The second is that our brains cannot keep up with the pace of technology, leading to chaos that will encourage many to completely give up trying to figure out what is going on in politics and culture.
However, 49 percent of respondents said that new technology can also help fix these problems and that humans have a natural inclination to come together to solve issues like this. This optimistic view of these changes begs the question: are the reasons to develop these technologies worth the risks we’re taking in national security, journalistic objectivism, and even societal stability? Vocal and facial fakery will mostly be useful for those producing audiobooks, podcasts, movies, and TV shows. Instead of having to re-film or re-record parts of productions that don’t turn out well, they will be able to inexpensively edit a line or facial expression.
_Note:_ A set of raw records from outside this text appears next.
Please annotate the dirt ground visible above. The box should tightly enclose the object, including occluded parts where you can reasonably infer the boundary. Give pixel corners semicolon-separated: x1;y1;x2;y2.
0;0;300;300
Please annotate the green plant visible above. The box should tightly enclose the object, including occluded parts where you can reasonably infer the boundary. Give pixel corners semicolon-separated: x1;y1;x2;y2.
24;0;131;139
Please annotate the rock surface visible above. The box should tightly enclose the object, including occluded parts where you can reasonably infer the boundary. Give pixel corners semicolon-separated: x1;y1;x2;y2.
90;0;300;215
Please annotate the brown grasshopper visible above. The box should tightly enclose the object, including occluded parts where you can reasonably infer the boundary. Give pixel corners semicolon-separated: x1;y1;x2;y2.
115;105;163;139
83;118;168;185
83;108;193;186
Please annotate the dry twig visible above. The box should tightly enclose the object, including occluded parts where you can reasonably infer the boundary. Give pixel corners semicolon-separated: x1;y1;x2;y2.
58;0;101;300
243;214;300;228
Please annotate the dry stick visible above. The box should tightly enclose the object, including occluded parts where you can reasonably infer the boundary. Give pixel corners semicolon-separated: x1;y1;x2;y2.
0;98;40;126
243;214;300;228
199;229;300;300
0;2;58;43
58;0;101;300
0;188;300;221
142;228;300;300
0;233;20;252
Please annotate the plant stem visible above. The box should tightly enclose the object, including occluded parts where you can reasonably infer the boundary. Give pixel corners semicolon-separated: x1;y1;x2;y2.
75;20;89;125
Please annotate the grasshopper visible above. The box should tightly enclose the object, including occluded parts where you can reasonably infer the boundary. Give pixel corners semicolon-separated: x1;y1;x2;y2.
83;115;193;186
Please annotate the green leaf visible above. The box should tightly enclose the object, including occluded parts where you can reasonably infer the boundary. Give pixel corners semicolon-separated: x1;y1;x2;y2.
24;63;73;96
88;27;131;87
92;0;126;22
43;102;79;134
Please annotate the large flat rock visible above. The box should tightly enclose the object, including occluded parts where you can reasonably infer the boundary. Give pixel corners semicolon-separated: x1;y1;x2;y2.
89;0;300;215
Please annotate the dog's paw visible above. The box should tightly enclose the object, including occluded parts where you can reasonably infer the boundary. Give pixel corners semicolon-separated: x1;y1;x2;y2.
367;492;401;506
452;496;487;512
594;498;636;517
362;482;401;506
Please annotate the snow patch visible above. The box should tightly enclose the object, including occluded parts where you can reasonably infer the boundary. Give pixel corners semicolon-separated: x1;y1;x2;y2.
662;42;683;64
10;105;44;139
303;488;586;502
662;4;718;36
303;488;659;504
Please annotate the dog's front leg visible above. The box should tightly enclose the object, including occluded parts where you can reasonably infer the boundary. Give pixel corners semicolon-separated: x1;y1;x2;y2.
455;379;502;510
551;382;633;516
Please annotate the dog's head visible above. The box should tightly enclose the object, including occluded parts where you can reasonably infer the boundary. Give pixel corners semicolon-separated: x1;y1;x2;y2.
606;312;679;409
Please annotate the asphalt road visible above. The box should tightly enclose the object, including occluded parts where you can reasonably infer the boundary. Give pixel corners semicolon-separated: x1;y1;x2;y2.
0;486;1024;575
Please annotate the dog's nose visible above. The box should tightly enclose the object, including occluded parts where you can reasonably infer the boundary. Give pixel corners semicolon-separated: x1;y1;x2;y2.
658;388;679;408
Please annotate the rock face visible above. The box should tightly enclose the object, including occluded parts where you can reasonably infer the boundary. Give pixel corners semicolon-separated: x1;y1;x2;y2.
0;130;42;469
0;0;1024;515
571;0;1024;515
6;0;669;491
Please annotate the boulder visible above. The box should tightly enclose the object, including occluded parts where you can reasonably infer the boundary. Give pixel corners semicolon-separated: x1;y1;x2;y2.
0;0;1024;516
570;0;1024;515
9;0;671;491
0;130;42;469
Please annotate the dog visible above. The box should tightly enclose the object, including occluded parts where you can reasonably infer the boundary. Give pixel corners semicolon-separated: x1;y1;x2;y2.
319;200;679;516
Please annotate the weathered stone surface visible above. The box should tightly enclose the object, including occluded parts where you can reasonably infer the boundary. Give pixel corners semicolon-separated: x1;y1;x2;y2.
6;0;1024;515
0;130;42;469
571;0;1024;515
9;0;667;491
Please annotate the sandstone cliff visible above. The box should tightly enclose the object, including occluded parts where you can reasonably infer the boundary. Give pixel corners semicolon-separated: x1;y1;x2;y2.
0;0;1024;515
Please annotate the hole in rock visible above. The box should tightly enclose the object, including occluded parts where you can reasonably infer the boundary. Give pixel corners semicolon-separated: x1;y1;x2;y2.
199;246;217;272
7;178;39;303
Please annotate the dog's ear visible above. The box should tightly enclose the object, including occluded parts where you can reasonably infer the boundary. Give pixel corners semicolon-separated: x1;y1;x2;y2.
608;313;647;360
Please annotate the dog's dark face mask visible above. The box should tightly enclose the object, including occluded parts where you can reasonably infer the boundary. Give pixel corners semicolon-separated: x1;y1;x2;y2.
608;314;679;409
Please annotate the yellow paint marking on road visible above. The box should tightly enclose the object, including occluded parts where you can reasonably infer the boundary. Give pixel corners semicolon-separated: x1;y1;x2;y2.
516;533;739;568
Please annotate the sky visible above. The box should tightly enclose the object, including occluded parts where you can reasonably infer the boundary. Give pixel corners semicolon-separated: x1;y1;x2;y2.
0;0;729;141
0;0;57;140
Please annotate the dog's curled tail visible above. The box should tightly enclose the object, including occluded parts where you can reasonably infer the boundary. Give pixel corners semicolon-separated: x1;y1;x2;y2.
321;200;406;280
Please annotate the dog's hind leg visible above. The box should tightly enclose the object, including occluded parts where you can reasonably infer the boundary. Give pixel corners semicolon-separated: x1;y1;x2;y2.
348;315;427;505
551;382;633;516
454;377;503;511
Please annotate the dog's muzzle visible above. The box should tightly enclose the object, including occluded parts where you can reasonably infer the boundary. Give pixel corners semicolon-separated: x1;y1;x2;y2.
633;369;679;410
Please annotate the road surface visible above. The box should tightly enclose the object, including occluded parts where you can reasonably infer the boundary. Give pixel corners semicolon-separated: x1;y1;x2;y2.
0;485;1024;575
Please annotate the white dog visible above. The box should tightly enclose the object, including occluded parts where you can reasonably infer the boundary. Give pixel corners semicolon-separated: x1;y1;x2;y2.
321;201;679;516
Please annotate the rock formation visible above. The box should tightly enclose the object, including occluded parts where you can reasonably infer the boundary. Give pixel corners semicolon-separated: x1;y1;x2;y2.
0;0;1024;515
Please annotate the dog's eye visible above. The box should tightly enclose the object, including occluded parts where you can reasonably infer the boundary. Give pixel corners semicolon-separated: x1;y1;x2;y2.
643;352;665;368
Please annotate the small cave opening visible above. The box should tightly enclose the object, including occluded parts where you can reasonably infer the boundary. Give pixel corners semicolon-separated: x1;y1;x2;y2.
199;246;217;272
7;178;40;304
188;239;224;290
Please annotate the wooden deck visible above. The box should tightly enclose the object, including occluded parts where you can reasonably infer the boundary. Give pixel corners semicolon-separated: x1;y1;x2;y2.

Does the reduction in expense for these industries warrant the further destabilization of an already-dubious political and journalistic atmosphere?
Some scientists and technologists believe that it is their job to blindly pursue innovation regardless of the costs. After that, it’s up to society to deal with the consequences. But this viewpoint reflects a moral laziness on the part of developers who insist that this technology is the wave of the future. Like the problems predicted to come with the further development of AI, additional problems with the trustworthiness of media can largely be avoided if we simply refrain from developing these new types of technology. It’s time that technologists take responsibility for the kinds of products they’re creating. Because until we do have technological solutions to these problems, the introduction of these products into society presents immediate and deeply concerning issues that could very well have drastic consequences.